La souveraineté appartient au peuple qui ne peut et ne doit cependant l’exercer que par le biais d’institutions opérant chacune en fonction de l’ampleur des problèmes à résoudre : locale (généralement les municipalités et les régions), nationale (l’État), continentale (en Europe, l’UE). Au niveau mondial, le citoyen cosmopolite doit revendiquer son droit et son devoir de participer aux décisions concernant la paix ou la guerre, les urgences environnementales, la politique économique et sociale de la planète, qui concernent l’humanité dans son ensemble, au travers d’institutions démocratiques de niveau mondial, supérieures aux États. La coopération internationale doit prendre la forme d’une organisation indépendante, basée sur un fédéralisme dont les États resteraient l’épine dorsale.
"Pendant que notre maison brûle, la diplomatie de l’UNFCCC continue de tourner dans le vide"
Le premier organisme qui doit en être convaincu est l’UNFCCC (United Nations Framework Convention on Climate Change). Son secrétariat, les fonctionnaires et les chercheurs qui y travaillent, doivent se rendre compte que leur engagement et leurs efforts demeureront vains si les accords internationaux qu’ils ont patiemment tissés ne prévoient pas, comme condition préalable, la constitution dudit cadre institutionnel supranational, doté de pouvoirs suffisants et de moyens financiers lui permettant d’agir.
Ils doivent examiner l’histoire de leur activité et l’énorme travail accompli depuis Rio de Janeiro en 1992 jusqu’au protocole de Kyoto, approuvé en décembre 1997 et entré en vigueur en 2005 grâce à la ratification de 196 États, après sept ans de négociations épuisantes ; et bien sûr l’accord international de Paris sur le climat de 2015. Le protocole de Kyoto proposait de réduire les émissions de gaz à effet de serre dans l’atmosphère d’à peine 5,2 % d’ici 2012, ce qui est était tout à fait insuffisant, comme cela a été constaté par la suite.

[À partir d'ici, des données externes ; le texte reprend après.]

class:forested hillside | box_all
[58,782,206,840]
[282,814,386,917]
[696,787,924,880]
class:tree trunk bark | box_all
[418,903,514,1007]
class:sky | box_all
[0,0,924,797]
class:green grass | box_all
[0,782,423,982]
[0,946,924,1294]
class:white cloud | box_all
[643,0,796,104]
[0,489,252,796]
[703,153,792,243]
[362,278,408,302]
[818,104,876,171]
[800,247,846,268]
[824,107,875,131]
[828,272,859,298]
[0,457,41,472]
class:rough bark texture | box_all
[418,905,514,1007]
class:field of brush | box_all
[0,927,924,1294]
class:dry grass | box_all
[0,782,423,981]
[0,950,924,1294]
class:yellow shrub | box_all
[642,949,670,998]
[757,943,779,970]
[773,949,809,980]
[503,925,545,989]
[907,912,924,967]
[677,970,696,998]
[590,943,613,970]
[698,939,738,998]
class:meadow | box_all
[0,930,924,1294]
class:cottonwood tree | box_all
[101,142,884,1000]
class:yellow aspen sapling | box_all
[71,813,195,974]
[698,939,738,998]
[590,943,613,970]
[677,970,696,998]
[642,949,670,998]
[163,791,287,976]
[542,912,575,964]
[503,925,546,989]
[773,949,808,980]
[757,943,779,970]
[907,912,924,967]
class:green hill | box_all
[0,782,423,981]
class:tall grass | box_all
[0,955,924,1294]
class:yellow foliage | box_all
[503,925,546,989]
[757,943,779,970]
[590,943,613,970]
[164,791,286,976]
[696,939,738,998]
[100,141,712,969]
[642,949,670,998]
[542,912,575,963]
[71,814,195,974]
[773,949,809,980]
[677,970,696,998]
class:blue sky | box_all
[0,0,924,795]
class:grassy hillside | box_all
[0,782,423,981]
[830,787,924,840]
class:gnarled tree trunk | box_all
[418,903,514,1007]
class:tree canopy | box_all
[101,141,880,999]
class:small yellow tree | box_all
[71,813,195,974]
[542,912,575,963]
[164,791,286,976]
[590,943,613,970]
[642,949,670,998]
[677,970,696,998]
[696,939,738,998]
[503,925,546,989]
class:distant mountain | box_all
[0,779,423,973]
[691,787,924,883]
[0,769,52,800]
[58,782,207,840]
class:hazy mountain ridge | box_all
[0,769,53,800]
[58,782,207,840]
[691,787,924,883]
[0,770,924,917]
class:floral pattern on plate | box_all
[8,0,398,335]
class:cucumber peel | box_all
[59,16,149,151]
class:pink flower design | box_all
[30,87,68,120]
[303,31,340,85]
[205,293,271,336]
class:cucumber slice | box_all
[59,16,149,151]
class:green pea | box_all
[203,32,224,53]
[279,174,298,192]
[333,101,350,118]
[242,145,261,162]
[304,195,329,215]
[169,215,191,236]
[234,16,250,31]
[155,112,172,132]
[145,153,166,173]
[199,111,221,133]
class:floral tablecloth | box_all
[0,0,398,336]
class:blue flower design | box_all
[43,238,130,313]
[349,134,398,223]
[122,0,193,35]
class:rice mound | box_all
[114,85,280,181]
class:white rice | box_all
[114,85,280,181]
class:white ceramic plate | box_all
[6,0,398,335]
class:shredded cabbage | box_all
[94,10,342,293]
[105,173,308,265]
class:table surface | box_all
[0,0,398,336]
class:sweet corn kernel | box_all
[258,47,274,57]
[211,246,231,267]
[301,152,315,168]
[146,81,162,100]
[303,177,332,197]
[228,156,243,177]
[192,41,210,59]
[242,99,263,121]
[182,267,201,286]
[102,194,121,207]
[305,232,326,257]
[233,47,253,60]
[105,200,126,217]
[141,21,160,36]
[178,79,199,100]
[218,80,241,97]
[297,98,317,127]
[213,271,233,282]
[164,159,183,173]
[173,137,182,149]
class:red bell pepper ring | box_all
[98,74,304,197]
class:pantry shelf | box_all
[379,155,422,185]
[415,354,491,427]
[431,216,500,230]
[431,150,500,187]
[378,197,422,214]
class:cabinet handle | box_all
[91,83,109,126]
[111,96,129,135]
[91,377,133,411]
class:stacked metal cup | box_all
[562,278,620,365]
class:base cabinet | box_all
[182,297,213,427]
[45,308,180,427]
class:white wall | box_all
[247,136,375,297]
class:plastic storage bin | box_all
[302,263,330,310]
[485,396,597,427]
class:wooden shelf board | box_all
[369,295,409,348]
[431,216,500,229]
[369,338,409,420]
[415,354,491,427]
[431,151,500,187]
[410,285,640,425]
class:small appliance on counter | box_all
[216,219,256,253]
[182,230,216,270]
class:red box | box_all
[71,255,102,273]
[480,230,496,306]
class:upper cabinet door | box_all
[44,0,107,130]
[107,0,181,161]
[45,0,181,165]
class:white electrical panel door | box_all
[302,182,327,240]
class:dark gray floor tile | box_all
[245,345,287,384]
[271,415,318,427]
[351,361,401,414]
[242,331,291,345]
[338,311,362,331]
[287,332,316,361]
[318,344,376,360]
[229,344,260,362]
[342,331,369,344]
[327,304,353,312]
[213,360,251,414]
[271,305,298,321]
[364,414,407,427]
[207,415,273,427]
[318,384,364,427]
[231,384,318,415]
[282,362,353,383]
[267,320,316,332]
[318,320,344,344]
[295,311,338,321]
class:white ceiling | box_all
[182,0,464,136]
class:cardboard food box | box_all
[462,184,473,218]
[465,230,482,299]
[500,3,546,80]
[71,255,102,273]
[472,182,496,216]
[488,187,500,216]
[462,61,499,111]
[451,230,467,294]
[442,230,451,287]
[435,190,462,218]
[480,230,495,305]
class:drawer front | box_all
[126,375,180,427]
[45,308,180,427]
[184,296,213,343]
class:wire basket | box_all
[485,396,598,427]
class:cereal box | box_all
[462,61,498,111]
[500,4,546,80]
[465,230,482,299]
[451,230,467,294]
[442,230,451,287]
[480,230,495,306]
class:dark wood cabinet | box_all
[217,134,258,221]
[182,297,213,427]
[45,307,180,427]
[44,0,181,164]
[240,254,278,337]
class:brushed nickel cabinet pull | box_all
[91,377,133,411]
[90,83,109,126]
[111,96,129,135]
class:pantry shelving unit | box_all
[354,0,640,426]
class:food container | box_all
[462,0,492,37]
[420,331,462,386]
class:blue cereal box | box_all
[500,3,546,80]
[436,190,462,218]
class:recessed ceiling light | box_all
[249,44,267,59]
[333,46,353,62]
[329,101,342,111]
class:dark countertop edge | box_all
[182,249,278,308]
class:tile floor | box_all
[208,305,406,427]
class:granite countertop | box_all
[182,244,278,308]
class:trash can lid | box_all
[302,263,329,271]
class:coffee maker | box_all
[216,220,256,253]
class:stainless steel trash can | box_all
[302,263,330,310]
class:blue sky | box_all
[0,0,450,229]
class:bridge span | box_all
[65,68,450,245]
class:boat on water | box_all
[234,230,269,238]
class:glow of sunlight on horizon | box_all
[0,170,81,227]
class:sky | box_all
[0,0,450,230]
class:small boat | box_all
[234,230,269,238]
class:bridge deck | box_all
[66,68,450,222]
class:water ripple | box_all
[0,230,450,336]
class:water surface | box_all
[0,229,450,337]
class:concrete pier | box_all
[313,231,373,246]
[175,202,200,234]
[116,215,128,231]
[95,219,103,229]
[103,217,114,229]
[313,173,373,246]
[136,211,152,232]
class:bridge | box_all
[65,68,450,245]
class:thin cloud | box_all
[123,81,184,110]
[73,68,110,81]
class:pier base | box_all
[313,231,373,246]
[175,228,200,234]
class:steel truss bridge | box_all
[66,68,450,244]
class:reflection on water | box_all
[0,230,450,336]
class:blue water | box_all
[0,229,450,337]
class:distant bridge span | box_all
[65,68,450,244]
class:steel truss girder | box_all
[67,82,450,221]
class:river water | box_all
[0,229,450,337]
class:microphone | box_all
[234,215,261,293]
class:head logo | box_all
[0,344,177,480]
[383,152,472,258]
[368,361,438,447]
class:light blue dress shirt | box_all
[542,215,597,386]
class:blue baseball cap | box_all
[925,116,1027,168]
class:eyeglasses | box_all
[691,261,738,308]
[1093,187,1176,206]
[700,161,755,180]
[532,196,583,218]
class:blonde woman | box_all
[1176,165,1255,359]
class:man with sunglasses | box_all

L’objectif a par ailleurs été atteint de façon tout-à-fait fortuite par de nombreux pays, non grâce à leurs engagements internationaux, mais en raison de politiques internes.
À l’heure actuelle, le bien plus sévère accord de Paris n’a toujours produit aucun effet. Après la COP 21, les Conférences des Parties jusqu’à celle de Katowice (COP 24) ne sont pas encore parvenues à établir un consensus sur son application et son financement. De manière synthétique et quelque peu simpliste, nous pourrions dire que, pendant que notre maison brûle, la diplomatie de l’UNFCCC continue de tourner dans le vide.
Ces milliers de jeunes défilant dans les rues du monde entier, prônant la grève contre le changement climatique tout autour du globe sont cependant porteurs d’espoir.
Nous sommes émus par le message d’une des jeunes leaders de ce mouvement populaire spontané, la Suédoise Greta Thunberg, âgée de seulement 16 ans, qui a décidé de consacrer sa vie à sauver le monde du changement climatique.
À ses parents et à tous leurs pairs, elle adresse ces mots : « Un jour, peut-être, mes enfants me poseront des questions sur vous, car vous n’avez rien fait alors qu’il était encore temps d’agir. Vous dites que vous aimez vos enfants plus que tout au monde, mais vous leur volez leur avenir juste devant leurs yeux. Vous n’êtes pas assez matures pour dire les choses comme elles sont ».